Did Champions League Defeat Hit Spurs Harder Than Anyone Imagined?
When Divock Origi drove the ball low and hard past Hugo Lloris to put Liverpool 2-0 up with three minutes left in the 2019 Champions League final, it felt like a dagger in the heart of every Spurs fan.
Mauricio Pochettino’s men had endured a rollercoaster of emotions in their thrilling quarter-final and semi-final matches against Manchester City and Ajax, with many finally invested in the belief that glory was written in the stars.
On the night, however, it was as if Spurs had nothing left in the tank and Liverpool took full advantage of their complacency to land their sixth European trophy.
A little over two years later and the Champions League seems like a distant dream for the men in white. Their 2018/19 Champions League knockout stage opponents (Borussia Dortmund, Man City, Ajax, and Liverpool) all feature in this year’s competition.
As it stands, according to the football betting markets, PSG are the leading favourites with odds of 11/4 to be crowned the champions, whilst the likes of Manchester City (7/2), Bayern Munich (7/1) and Liverpool (17/2) are second, third and fourth-favourites, respectively.
Meanwhile, Spurs are only in Europe thanks to the introduction of the third-tier UEFA Conference League. This league is set to run from 2021-2024, and it's only a minor consolation that Spurs will have the opportunity to prove themselves.
Looking back, the Champions League defeat hit the club harder than anyone could have imagined. Pochettino looked physically drained by it all and the players struggled to pick themselves up the following season. The toil and emotion that's required to maintain that level isn't something Spurs have been used to in recent years.
Consider this in contrast to that of Liverpool whose European experience allowed them to bounce back from similar heartbreak, when they were defeated in the 2018 final of the Champions League, and go all the way again. This is the kind of mentality it takes to succeed at that level and it can only come with experience.
A Knee-jerk Reaction?
The club’s hierarchy believed that a fresh start was the best way forward, however, in hindsight, sacking the manager just six months after reaching the summit of European football was maybe a harsh decision.
There's a case to be made that the coaching staff and players should have been allowed more time to process the experience, learn from it, recover and go again, even if that took a full season.

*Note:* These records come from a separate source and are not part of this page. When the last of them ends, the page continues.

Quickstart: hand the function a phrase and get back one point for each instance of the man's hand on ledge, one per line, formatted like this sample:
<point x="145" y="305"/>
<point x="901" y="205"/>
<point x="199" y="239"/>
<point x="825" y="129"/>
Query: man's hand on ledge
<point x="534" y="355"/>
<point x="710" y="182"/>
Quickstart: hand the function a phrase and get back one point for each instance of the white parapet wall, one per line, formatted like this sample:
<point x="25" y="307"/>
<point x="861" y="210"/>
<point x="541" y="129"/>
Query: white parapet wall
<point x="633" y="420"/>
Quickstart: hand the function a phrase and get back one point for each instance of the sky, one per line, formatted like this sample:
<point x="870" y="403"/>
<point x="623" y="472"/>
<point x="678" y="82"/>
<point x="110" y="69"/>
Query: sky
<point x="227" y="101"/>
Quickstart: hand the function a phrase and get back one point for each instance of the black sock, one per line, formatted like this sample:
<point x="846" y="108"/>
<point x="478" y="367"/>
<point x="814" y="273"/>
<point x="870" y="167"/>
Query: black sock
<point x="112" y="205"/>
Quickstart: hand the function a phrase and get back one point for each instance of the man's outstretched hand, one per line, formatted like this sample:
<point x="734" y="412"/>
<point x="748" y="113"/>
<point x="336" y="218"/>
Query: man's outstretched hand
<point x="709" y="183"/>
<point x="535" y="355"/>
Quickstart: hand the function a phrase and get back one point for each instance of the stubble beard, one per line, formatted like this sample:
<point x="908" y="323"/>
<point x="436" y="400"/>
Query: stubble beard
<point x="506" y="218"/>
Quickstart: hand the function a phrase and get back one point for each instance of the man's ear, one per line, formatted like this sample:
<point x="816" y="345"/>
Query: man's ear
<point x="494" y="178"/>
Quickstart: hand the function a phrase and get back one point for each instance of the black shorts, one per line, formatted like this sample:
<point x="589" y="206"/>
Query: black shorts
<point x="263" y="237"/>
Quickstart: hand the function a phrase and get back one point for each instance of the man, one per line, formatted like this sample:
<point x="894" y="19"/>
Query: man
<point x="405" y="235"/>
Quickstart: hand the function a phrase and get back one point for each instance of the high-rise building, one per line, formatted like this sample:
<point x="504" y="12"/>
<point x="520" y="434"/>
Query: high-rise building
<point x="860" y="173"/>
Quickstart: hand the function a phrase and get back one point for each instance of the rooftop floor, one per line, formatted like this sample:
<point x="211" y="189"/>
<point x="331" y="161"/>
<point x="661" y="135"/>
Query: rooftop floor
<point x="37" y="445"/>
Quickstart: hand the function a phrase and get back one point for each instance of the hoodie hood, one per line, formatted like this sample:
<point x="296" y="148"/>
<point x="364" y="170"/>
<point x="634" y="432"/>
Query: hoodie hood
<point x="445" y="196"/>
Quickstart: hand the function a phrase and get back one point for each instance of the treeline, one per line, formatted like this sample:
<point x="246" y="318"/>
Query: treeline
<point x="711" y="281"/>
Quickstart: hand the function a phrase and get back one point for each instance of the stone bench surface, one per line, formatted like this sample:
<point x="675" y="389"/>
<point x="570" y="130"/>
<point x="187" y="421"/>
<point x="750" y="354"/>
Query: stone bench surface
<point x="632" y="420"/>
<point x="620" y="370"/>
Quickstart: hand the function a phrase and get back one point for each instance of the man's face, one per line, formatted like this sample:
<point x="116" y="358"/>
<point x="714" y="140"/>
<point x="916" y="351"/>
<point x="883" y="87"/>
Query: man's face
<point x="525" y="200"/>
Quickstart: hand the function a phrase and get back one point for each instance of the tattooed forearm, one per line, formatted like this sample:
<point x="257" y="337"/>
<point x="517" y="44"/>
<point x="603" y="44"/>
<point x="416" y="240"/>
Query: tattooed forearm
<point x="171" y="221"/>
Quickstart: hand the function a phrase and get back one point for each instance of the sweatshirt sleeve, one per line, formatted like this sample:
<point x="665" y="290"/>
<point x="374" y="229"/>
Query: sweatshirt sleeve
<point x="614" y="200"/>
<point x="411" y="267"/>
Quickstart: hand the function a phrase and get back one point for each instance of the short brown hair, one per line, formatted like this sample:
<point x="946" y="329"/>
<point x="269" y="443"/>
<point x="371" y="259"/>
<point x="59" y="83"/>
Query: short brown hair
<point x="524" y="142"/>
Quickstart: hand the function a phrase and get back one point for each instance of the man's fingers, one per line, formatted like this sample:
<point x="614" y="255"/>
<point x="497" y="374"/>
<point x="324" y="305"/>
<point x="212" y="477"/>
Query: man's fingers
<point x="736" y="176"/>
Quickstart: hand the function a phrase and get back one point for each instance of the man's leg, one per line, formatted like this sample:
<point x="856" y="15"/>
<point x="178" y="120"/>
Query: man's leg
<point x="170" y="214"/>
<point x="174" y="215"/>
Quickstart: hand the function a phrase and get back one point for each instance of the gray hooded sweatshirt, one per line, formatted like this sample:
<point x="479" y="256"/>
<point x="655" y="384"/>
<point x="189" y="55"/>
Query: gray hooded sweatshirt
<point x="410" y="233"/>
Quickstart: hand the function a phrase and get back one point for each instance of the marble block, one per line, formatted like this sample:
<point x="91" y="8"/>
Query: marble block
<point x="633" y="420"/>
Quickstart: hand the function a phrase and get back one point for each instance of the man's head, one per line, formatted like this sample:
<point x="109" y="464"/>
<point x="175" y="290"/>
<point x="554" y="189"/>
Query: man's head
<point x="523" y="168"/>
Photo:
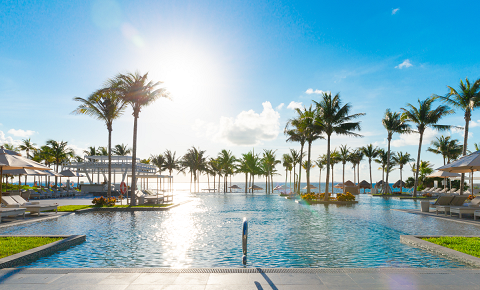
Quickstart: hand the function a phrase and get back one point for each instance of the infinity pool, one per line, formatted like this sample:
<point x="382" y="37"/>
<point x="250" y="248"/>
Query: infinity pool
<point x="206" y="232"/>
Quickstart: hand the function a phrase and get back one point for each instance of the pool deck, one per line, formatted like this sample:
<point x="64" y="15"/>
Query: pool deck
<point x="254" y="279"/>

As soon as the changes were made, that shared experience that linked them was gone. A bond was broken.
Instead, Spurs tried to bring in that experience from an external source in the form of Jose Mourinho, a man who's been there and won it all. Yet, that sense of adventure that had driven them before was slowly eroded away under the new regime. The gamble backfired and Spurs now find themselves outside of the elite level, looking in.
Back to Square One
The appointment of Nuno Espírito Santo feels a lot like when Daniel Levy hired Pochettino. Here's another promising coach who has done a solid job with a mid-table side but who has won nothing in terms of major silverware. This is a full reset back to square one and you can’t help thinking that the club would have been in a better position now if Pochettino had stayed.
The Argentinian set such a high bar for himself and the club that when they eventually fell short, the fall was mighty. Let’s hope the journey under Nuno can lead to a more satisfying conclusion.